Ah, well, I guess this is all academic. Gay rights activists aren’t worried about taking their arguments to their conclusions, or grounding them in any kind of comprehensible philosophical bedrock. All they know is that some people would prefer not to be involved in some of their activities, and this fact hurts their feelings, and therefore laws must be made and fines must be handed out and human rights charged must be levied. Constitution be damned. To hell with logic, reason, and consistency. This is about giving them what they want, how they want it. It’s got nothing to do with rights, really, which is why the argument based on rights is so staggeringly stupid and half baked. They haven’t taken the time to form it, because who cares? This really boils down to the idea that these business owners are being mean and homophobic, and that’s not nice.
That’s as intellectual and substantive as this discussion really gets on their end.
I guess I’m just wasting my time here.
Maybe I should stop fighting it. After all, the right to never be refused service has some interesting and entertaining potential.
Yeah, I think I’ll swing by the car dealership down the street, walk in half naked, and demand they make me a tuna sandwich. I know they have a dress code and they sell cars, not tuna, but these are my rights and I want to go in shirtless and I want a tuna sandwich. If gays have the right to baked goods and wedding pictures, I have the right to shirtless tuna eating sessions at Bob Williams Chevrolet. They want that, I want this, and in the world of progressivism, we have the right to what we want because we want it.
It’s not a great argument, but it’s fun, I have to admit.
Addendum: I know people will argue against my tuna sandwich analogy by proposing that car dealerships aren’t required to serve me sandwiches because they don’t make sandwiches, whereas photographers take pictures and bakers make cakes, so they ought to be forced to do those things for gay weddings. But that argument doesn’t work because, for one thing, the businesses could easily contend that they specifically service straight weddings.
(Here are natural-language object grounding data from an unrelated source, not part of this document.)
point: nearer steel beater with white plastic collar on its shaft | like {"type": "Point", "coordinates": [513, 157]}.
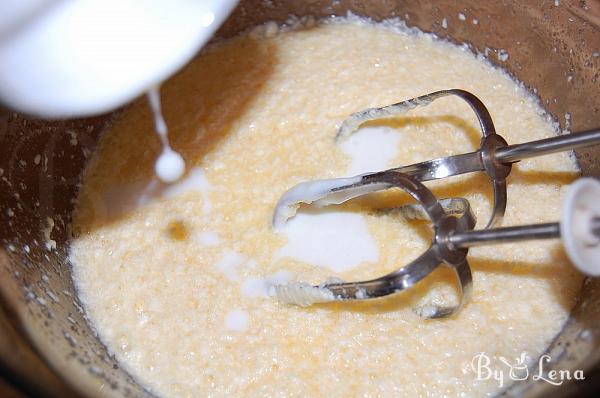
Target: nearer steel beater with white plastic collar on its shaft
{"type": "Point", "coordinates": [453, 223]}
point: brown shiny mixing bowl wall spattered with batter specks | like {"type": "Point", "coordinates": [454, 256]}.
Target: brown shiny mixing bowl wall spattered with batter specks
{"type": "Point", "coordinates": [48, 348]}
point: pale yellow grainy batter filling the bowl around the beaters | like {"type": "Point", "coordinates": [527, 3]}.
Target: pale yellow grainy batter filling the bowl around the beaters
{"type": "Point", "coordinates": [174, 277]}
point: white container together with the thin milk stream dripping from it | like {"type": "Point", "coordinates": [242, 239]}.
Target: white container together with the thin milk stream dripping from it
{"type": "Point", "coordinates": [62, 59]}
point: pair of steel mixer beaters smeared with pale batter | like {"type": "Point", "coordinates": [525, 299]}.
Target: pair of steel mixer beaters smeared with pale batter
{"type": "Point", "coordinates": [452, 219]}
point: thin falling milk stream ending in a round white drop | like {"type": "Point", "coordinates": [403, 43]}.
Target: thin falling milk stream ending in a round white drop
{"type": "Point", "coordinates": [169, 166]}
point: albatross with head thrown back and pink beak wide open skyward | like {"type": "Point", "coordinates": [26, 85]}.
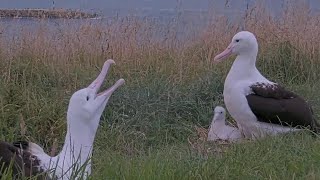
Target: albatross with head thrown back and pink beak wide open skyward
{"type": "Point", "coordinates": [83, 116]}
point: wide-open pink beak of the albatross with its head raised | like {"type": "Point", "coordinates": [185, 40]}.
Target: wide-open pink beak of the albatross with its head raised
{"type": "Point", "coordinates": [96, 84]}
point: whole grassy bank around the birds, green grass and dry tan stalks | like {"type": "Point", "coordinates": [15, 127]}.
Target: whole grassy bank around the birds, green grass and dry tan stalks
{"type": "Point", "coordinates": [171, 86]}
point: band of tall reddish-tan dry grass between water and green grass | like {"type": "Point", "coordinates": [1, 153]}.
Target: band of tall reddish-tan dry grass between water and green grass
{"type": "Point", "coordinates": [134, 43]}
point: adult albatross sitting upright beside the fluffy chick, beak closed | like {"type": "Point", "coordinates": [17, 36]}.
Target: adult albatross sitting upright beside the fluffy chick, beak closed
{"type": "Point", "coordinates": [258, 105]}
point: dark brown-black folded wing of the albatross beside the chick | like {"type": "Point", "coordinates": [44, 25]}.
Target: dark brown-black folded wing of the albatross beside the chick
{"type": "Point", "coordinates": [273, 104]}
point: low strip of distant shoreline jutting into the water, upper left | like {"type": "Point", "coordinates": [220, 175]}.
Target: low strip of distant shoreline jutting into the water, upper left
{"type": "Point", "coordinates": [46, 13]}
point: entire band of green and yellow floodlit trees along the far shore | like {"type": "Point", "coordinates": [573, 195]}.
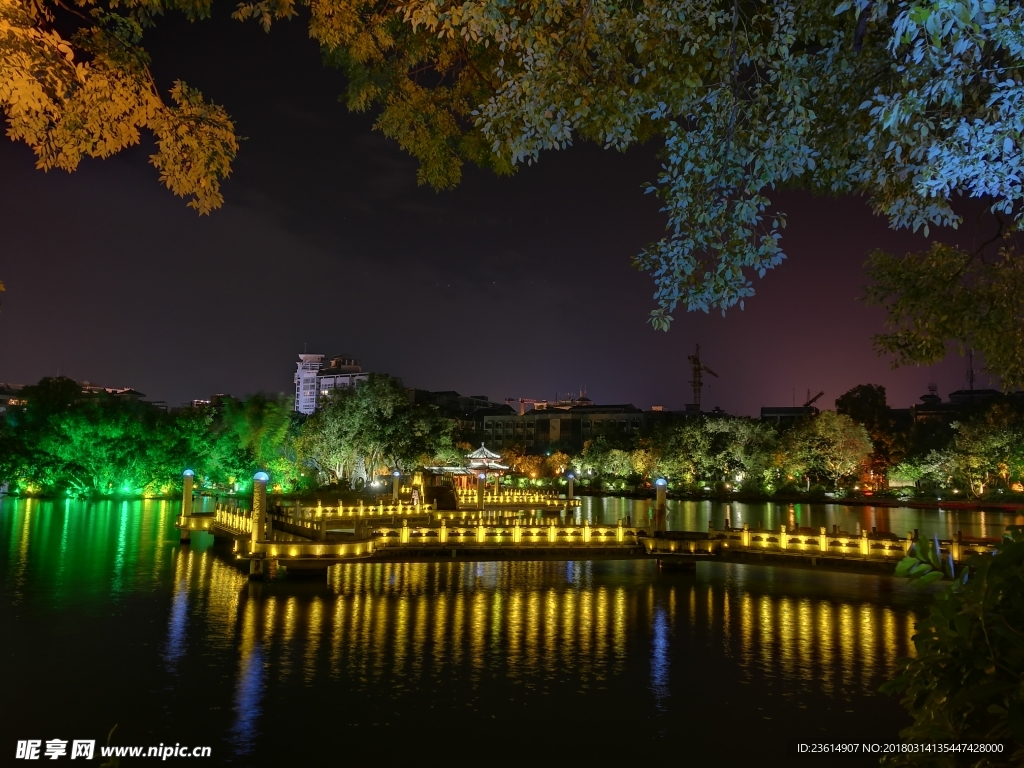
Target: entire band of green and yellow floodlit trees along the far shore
{"type": "Point", "coordinates": [65, 443]}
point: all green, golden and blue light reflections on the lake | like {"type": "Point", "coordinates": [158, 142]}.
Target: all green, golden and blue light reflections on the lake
{"type": "Point", "coordinates": [359, 648]}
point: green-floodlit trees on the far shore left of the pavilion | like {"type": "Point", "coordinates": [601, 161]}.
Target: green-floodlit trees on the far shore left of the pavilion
{"type": "Point", "coordinates": [64, 442]}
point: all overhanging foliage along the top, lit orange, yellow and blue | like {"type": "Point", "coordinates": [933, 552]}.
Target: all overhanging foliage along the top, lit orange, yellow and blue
{"type": "Point", "coordinates": [909, 104]}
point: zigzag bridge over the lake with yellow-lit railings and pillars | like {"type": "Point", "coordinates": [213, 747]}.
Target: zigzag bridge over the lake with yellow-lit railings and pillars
{"type": "Point", "coordinates": [316, 538]}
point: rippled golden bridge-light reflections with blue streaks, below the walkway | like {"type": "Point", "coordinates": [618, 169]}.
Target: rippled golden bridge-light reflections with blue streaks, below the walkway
{"type": "Point", "coordinates": [414, 622]}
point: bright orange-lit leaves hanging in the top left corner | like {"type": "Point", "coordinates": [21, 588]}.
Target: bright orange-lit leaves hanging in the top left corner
{"type": "Point", "coordinates": [92, 95]}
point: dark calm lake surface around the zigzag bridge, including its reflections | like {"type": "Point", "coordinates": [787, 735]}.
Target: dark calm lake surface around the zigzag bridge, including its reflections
{"type": "Point", "coordinates": [107, 620]}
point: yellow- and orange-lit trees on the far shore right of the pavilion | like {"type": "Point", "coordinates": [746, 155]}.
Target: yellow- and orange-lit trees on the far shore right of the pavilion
{"type": "Point", "coordinates": [864, 447]}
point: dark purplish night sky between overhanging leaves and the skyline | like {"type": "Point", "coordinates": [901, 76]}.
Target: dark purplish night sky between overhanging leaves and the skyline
{"type": "Point", "coordinates": [516, 287]}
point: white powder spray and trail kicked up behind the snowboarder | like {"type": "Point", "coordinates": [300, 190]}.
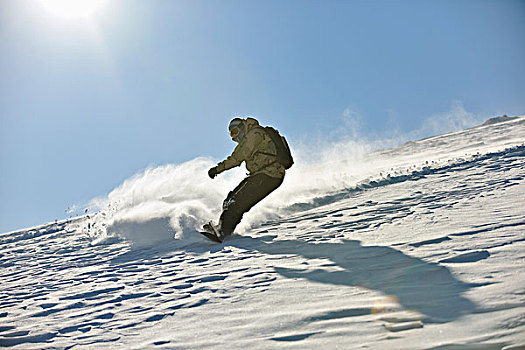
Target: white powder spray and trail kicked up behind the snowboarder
{"type": "Point", "coordinates": [173, 201]}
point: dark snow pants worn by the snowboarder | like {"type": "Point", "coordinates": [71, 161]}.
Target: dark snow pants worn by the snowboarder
{"type": "Point", "coordinates": [249, 192]}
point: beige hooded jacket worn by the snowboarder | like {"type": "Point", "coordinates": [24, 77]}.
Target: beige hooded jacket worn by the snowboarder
{"type": "Point", "coordinates": [257, 150]}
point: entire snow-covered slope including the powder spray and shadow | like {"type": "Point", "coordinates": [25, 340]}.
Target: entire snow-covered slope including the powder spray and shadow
{"type": "Point", "coordinates": [416, 247]}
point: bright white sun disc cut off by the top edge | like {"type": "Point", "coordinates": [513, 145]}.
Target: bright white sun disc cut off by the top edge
{"type": "Point", "coordinates": [72, 9]}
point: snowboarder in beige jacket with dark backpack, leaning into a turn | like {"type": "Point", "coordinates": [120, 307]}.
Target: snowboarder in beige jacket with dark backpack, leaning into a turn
{"type": "Point", "coordinates": [263, 153]}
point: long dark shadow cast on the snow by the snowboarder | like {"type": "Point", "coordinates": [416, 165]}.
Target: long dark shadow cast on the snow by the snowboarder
{"type": "Point", "coordinates": [427, 287]}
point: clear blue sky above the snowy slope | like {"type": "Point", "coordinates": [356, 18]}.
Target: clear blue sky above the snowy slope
{"type": "Point", "coordinates": [87, 102]}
They aren’t in the business of doing gay weddings anymore than the car dealership is in the business of making tuna sandwiches, they might say.
You will likely respond, I’m sure, that they shouldn’t be allowed to service just one particular type of wedding, but you haven’t and you can’t explain that theory. You’re proposing that a gay couple can walk into a business and be magically infused with the right to a service that the business doesn’t even provide. If that’s the case — and again, I’m waiting for anyone to even come close to explaining how that works and where that right comes from — then, as a universal principle, I should also have the right to demand other services from businesses who don’t, can’t, or don’t want to provide them.
Second, whatever business they’re in, the fact remains that the concepts of private property rights, free speech, and religious freedom all actively affirm an individual’s natural human right to decline to do business with or associate with anyone for any reason. You are advancing the notion that these explicit, fundamental liberties are superseded and annihilated by the competing right of an individual to access my private property and attain goods that I have made or services I perform. But if natural rights exist at all, they cannot be in competition. To put it simply, one of us has the right to my private property — me or you. If it’s me, I can obviously decide who I invite in and for what reason. If it’s you, I can’t. I am working with the radical idea that I have a right to my property, and you to yours. It’s a complex equation, I know, but it’s the only one that makes any sense at all.